Craft Yarn Councilの『Crochet Fifi』には、あみぐるみの顔を付けるあいだ作業糸をつないだままにし、針上の最後のループをステッチマーカーまたは安全ピンで確保してから再開する指示があります。休憩も同じく、完成前の作業ループを一時的に保護する場面です。

Lion Brandのかぎ針編み講座でも、使わない色の最後のループをマーカーで留め、針を外し、再びその色を使うときにループを針へ戻す手順が示されています。針を抜く場合は、先に作業ループが保持されたことを確認します。

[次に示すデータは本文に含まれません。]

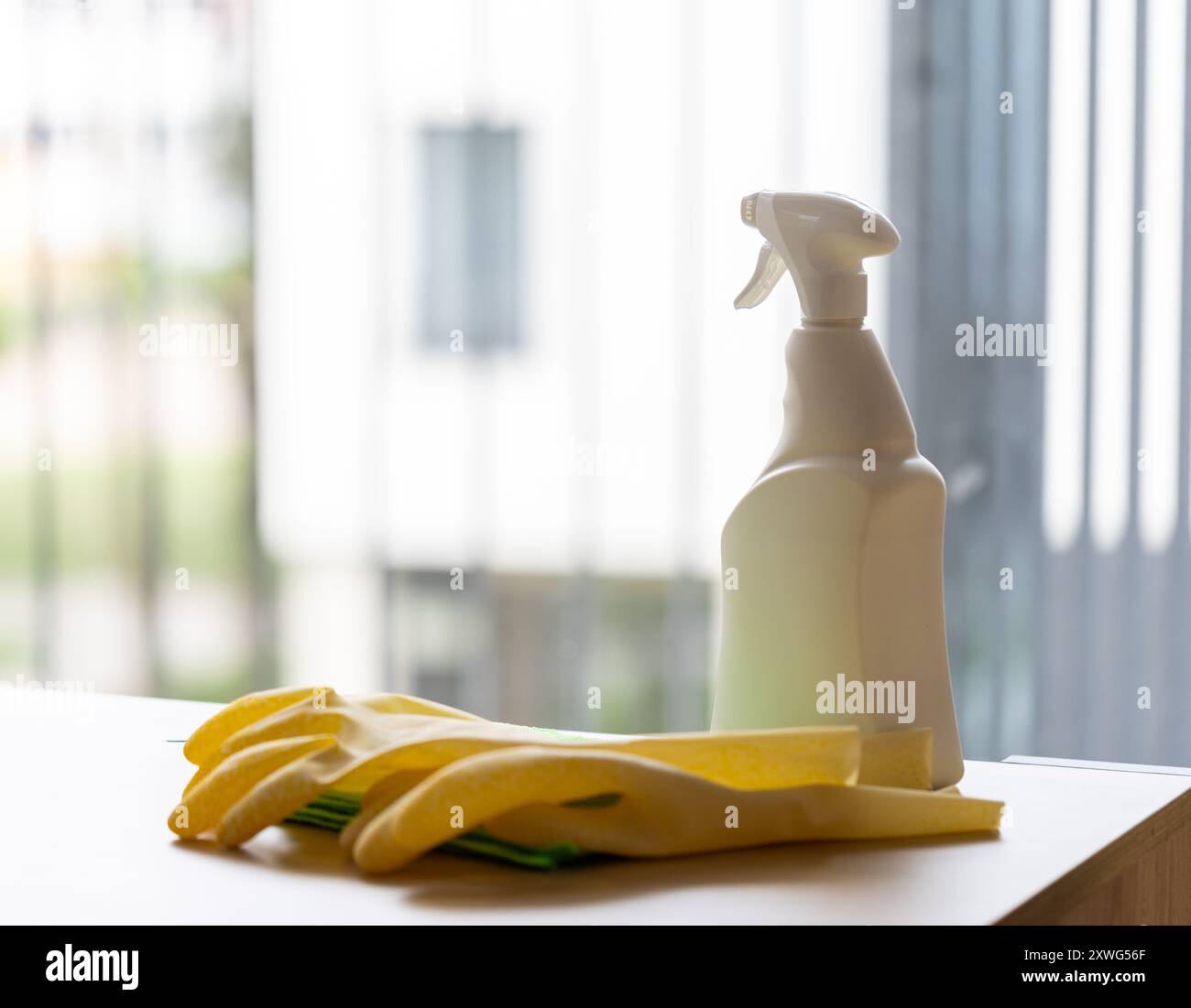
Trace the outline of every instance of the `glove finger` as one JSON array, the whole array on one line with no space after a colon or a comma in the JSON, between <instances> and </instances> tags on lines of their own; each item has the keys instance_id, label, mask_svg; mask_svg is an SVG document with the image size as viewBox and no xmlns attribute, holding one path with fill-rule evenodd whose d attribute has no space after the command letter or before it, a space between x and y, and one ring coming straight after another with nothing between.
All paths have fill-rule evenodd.
<instances>
[{"instance_id":1,"label":"glove finger","mask_svg":"<svg viewBox=\"0 0 1191 1008\"><path fill-rule=\"evenodd\" d=\"M258 781L219 819L216 839L225 847L238 847L310 804L326 790L318 781L318 760L333 755L335 750L310 752Z\"/></svg>"},{"instance_id":2,"label":"glove finger","mask_svg":"<svg viewBox=\"0 0 1191 1008\"><path fill-rule=\"evenodd\" d=\"M335 744L332 735L314 735L278 739L236 753L182 796L182 803L169 814L169 828L179 837L198 837L214 827L232 804L279 768Z\"/></svg>"},{"instance_id":3,"label":"glove finger","mask_svg":"<svg viewBox=\"0 0 1191 1008\"><path fill-rule=\"evenodd\" d=\"M425 714L435 718L454 718L462 721L484 721L479 714L469 714L457 707L423 700L420 696L406 696L404 693L379 693L373 696L354 696L354 703L376 710L380 714Z\"/></svg>"},{"instance_id":4,"label":"glove finger","mask_svg":"<svg viewBox=\"0 0 1191 1008\"><path fill-rule=\"evenodd\" d=\"M213 714L186 740L182 755L191 763L201 766L213 757L219 746L241 728L260 721L311 696L333 693L326 687L295 687L266 689L239 697Z\"/></svg>"},{"instance_id":5,"label":"glove finger","mask_svg":"<svg viewBox=\"0 0 1191 1008\"><path fill-rule=\"evenodd\" d=\"M378 813L360 831L353 857L364 871L393 871L512 808L617 791L624 784L621 760L646 762L530 746L459 759Z\"/></svg>"}]
</instances>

一方、fasten off(編み終わりの固定)は糸を切って端を最後のループへ通す工程です。休むたびにこれを行うと、次に糸をつなぐ作業と糸端が増えます。編み終わりの処理は『糸端の始末』、糸玉・色を替える場合は『かぎ針編みの糸替え』で確認してください。

手を止める前に、いまの編み目を確認する

まずレシピの区切りを見る

段・周の終わり、色替え、増減、繰り返しの途中のどこかを見ます。区切りまで編めるなら、そこまで進めると記録が短くなります。ただし急いで余分な目を編む必要はなく、段途中でも休めます。

通常の1目は完成させてから留める

細編み・長編みなどの途中で針に複数のループがある場合は、レシピどおりにその目を完成させ、作業ループが一つになった地点で止めると再開位置を説明しやすくなります。

複数ループを残す指示は例外

玉編み・クラスターの途中、チュニジアンクロッシェなど、ループを複数残すこと自体が手順の一部なら、勝手に1目を完成させません。針を抜かず、工程と針上の状態を写真に残し、その技法・レシピの保持方法に従います。

かぎ針編みを途中で止める6手順

  1. 最後に完成した目を確認する

    レシピのどの段・周・繰り返しを編んでいるかを確認し、通常の編み目ならその1目を最後まで編みます。針上のループは完成目数へ足しません。

  2. 作業ループへ開閉式マーカーを通す

    針にかかる最後のループの中へ開閉式リングを通して閉じます。編み地の目だけに付けても作業ループは保持できません。針を抜くなら、リングが輪を捕まえていることを目で確かめてから静かに抜きます。

  3. 段頭・周頭など既存の目印を確認する

    輪編みなら周頭、往復編みなら必要に応じて端のマーカーを残します。作業ループのリングと取り違えないようにします。新しい目を編んでいないのに周頭のマーカーを移動しません。

  4. レシピ上の現在地を一行で書く

    『完成済みは何段・何周』『今の段・周で何目まで終了』『次の1目と繰り返し位置』を分けて記録します。段の途中なら『6段目を編みかけ、12目まで終了、次は13目め』のように、未完成であることも書きます。

  5. 針と材料の情報を残す

    使ったかぎ針の号数またはmm表記を記し、複数の糸を使うなら作業中の色・糸玉も対応付けます。レシピ名、サイズ、使用中の段のページを写真に撮る場合は、作品の写真と一緒に見返せる状態にします。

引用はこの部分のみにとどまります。